Chapter 4.8, Problem 35AAP

Calculate the number of atoms in a critically sized nucleus for the homogeneous nucleation of pure iron.

To determine

The number of atoms in a critically sized nucleus for the homogeneous nucleation of pure iron.

Answer to Problem 35AAP

The number of atoms in a critically sized nucleus for the homogeneous nucleation of pure iron is $\text{329}\text{atoms}$.

Explanation of Solution

Express the volume of critical size nucleus.

 $V=\frac{4}{3}\pi {\left(r^{\ast }\right)}^3$                                                                                        (I)

Here, critical radius is $r^{\ast }$.

Since pure iron has a BCC structure, each unit cell has 2 atoms.

Express the volume of pure iron.

 $V_{\text{Fe}}=a^3$                                                                                                  (II)

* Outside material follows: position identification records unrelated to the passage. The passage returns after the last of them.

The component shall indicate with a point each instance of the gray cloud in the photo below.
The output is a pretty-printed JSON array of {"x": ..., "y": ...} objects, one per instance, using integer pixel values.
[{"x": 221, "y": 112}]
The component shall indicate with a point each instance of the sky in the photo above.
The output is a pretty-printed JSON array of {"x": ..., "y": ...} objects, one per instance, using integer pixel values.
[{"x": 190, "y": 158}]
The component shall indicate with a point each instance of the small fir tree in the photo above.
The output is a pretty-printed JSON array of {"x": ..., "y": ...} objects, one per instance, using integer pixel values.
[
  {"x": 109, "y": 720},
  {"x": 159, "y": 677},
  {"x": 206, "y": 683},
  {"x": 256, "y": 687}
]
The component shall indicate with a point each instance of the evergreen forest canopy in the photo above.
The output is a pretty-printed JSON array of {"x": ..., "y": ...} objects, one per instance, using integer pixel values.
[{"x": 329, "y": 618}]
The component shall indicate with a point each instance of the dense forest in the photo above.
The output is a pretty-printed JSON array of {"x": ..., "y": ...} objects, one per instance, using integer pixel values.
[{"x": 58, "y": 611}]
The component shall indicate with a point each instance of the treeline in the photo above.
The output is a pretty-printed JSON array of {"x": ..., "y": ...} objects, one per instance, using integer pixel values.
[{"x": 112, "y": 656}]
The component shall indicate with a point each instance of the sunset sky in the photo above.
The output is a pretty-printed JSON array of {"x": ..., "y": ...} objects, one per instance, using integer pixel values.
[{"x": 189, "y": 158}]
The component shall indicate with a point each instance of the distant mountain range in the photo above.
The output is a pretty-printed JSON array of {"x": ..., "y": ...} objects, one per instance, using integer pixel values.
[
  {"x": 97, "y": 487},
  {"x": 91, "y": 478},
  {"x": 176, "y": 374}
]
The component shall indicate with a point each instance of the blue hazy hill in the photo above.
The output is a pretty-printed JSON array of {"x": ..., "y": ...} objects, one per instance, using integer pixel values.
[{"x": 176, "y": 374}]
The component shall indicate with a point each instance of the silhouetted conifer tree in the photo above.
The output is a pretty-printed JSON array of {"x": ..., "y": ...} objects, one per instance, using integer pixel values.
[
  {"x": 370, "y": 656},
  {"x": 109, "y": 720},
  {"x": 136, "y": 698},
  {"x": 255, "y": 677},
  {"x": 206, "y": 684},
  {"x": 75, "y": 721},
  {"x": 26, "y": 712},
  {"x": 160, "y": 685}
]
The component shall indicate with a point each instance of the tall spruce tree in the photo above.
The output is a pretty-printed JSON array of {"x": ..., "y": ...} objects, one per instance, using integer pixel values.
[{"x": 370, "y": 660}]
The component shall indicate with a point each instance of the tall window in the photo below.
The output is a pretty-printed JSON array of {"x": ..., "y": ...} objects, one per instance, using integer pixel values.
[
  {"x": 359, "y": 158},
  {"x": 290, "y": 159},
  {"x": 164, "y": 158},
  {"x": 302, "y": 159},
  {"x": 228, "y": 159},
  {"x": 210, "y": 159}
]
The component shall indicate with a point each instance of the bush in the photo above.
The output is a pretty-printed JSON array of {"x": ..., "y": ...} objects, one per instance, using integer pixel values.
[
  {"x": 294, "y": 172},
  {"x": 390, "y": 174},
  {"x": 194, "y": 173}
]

Here, side of a BCC unit cell is $a$.

Express the volume per atom.

 $V_{\text{atom}}=\frac{V_{\text{Fe}}}{n}$                                                                                                 (III)

Here, number of atoms per BCC unit cell is $n$.

Express the number of atoms in a critically sized nucleus for the homogeneous nucleation of pure iron.

 $\frac{V}{V_{\text{atom}}}$                                                                                                (IV)

Conclusion:

For pure iron, write the critical radius as:

 $r^{\ast }=9.72\times {10}^{-8}\text{cm}$

Write the side of a BCC unit cell.

 $a=0.286\times {10}^{-9}\text{m}$

Substitute $9.72\times {10}^{-8}\text{cm}$ for $r^{\ast }$ in Equation (I).

 $\begin{array}{c}V=\frac{4}{3}\pi {\left(9.72\times {10}^{-8}\text{cm}\right)}^3\\ =3.85\times {10}^{-21}{\text{cm}}^3\end{array}$

Substitute $0.286\times {10}^{-9}\text{m}$ for $a$ in Equation (II).

 $\begin{array}{c}{V}_{\text{Pt}}={\left(0.286\times {10}^{-9}\text{m}\right)}^3\\ =2.34\times {10}^{-29}{\text{m}}^3\left[\frac{{10}^6{\text{cm}}^{\text{3}}}{{\text{m}}^3}\right]\\ =2.34\times {10}^{-23}{\text{cm}}^3\end{array}$

Substitute $2.34\times {10}^{-23}{\text{cm}}^3$ for $V_{\text{Pt}}$ and $\text{2}\text{atoms}/\text{BCC}\text{unit}\text{cell}$ for $n$ in Equation (III).

 $\begin{array}{c}{V}_{\text{atom}}=\frac{2.34\times {10}^{-23}{\text{cm}}^3}{2\text{atoms}/\text{BCC}\text{unit}\text{cell}}\\ =1.17\times {10}^{-23}{\text{cm}}^{\text{3}}/\text{atom}\end{array}$

Substitute $3.85\times {10}^{-21}{\text{cm}}^3$ for $V$ and $1.17\times {10}^{-23}{\text{cm}}^{\text{3}}/\text{atom}$ for $V_{\text{atom}}$ in Equation (IV).

 $\begin{array}{c}\frac{V}{V_{\text{atom}}}=\frac{3.85\times {10}^{-21}{\text{cm}}^3}{1.17\times {10}^{-23}{\text{cm}}^{\text{3}}/\text{atom}}\\ =329\text{atoms}\end{array}$

Hence, the number of atoms in a critically sized nucleus for the homogeneous nucleation of pure iron is $\text{329}\text{atoms}$.